Фрэнсис сочувственно улыбнулась, желая подтолкнуть его к воспоминаниям о счастливых днях.
— И что это были за истории?
— Когда мы были еще совсем юные, то большей частью она сплетничала про своих подруг. Кто что сказал, кто что сделал… Случалось, что она жаловалась, как нелегко быть единственным ребенком в семье, как давит на нее излишняя родительская опека, а в результате ей все равно было одиноко. Тут у нас с ней было много общего, и мы о многом думали одинаково.
«Итак, значит, даже Хоуп считала Пенелопу чужой и ее существование внутри семьи как бы не замечалось Странная ситуация», — подумала Фрэнсис.
— Потом мы долго не возвращались на это место, но перед свадьбой дважды встречались здесь. Первый раз — пятнадцатого августа. Я так точно запомнил, потому что это была годовщина того дня, когда я сделал ей предложение, и тогда я в последний раз видел Хоуп счастливой, по-настоящему счастливой… или, по крайней мере, мне так казалось. Перспектива стать моей женой вызывала у нее восторг. Ей хотелось, чтобы церемония и вся эта шумиха побыстрее осталась в прошлом. Она очень устала. Мать своими безумными проектами и хлопотами вконец измотала ее. Мы мечтали о времени, когда начнем жить вместе и так, как нам нравится самим, а не родителям. Она говорила о том, как сильно меня любит. Мне хотелось, чтобы это было правдой…
Слушать воспоминания Джека было вдвойне больно, особенно в свете тех записей в дневнике Хоуп, где она признается в своем нежелании выходить замуж, в страхе перед его гневом. Утеряла ли Хоуп на какой-то момент свою решимость, или что-то вынудило ее передумать? Постороннему человеку вникнуть в сложную динамику взаимоотношений внутри этой пары не представлялось возможным. Странно, конечно, что мысли Джека и Хоуп настолько не совпадали.

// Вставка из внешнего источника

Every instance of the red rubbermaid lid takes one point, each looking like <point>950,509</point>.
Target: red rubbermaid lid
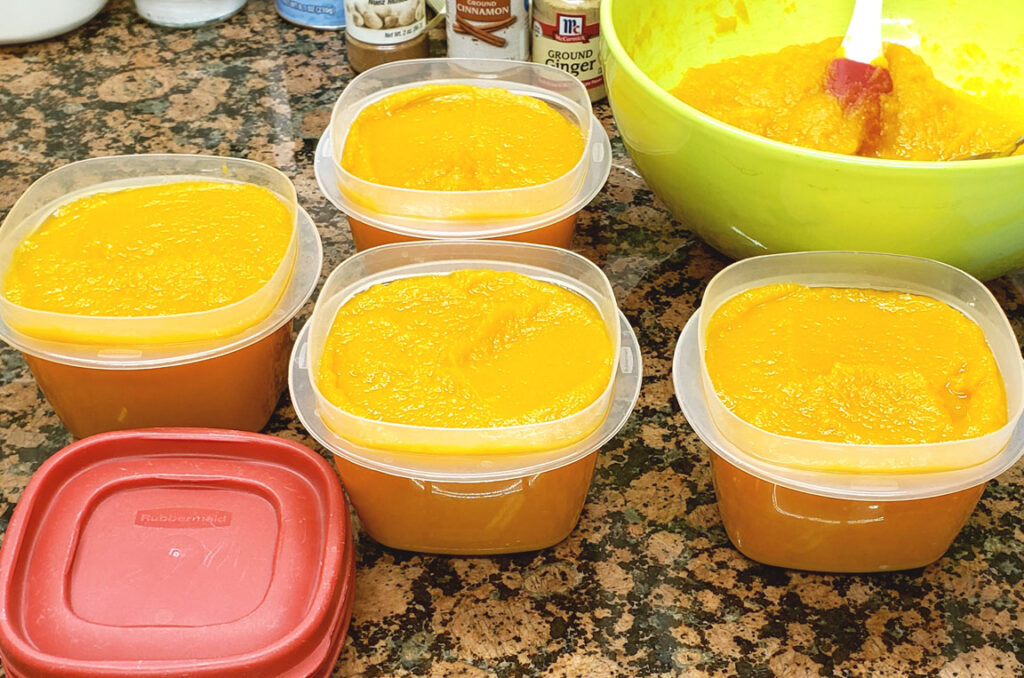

— Ей хотелось совсем другой свадьбы, не такой, как планировалась нашими родными. «Только двое нас здесь, и эта каменная стена, как алтарь. А деревья вокруг будут нашими свидетелями», — говорила она. Она ощущала какую-то фальшь, лицемерие в церковном обряде венчания.
— Почему?
— Я думаю, что-то там ее угнетало, хотя многое связывало ее с церковью Всех Святых и отцом Уитни. Может быть, она почувствовала себя униженной, когда некоторые ее стихотворения нигде не приняли к публикации, а преподобный не оказал ей поддержки. Я не разделял ее увлечение поэзией. Мне было все равно, выйдет из нее поэтесса или нет. Я хотел, чтобы она была мне просто женой, но Хоуп была творческой натурой, и для нее представлялось важным, куда приложить свою энергию.
Она ударилась в благотворительность и помогала многим людям. В этом Хоуп вроде бы нашла выход, и церковь стала для нее дверью в какой-то высший духовный мир. И вдруг все изменилось. Буквально за одну ночь в ней произошла удивительная перемена. Как будто она осознала, что церковь ничем не отличается от всего остального, что вокруг нас. Там свои интриги и грязная политика, и люди, как и везде, хорошие и плохие, и все со своими амбициями. И это, по-моему, ее как-то надломило. Она рассчитывала встретить там ангелов или по крайней мере святых, но ошиблась.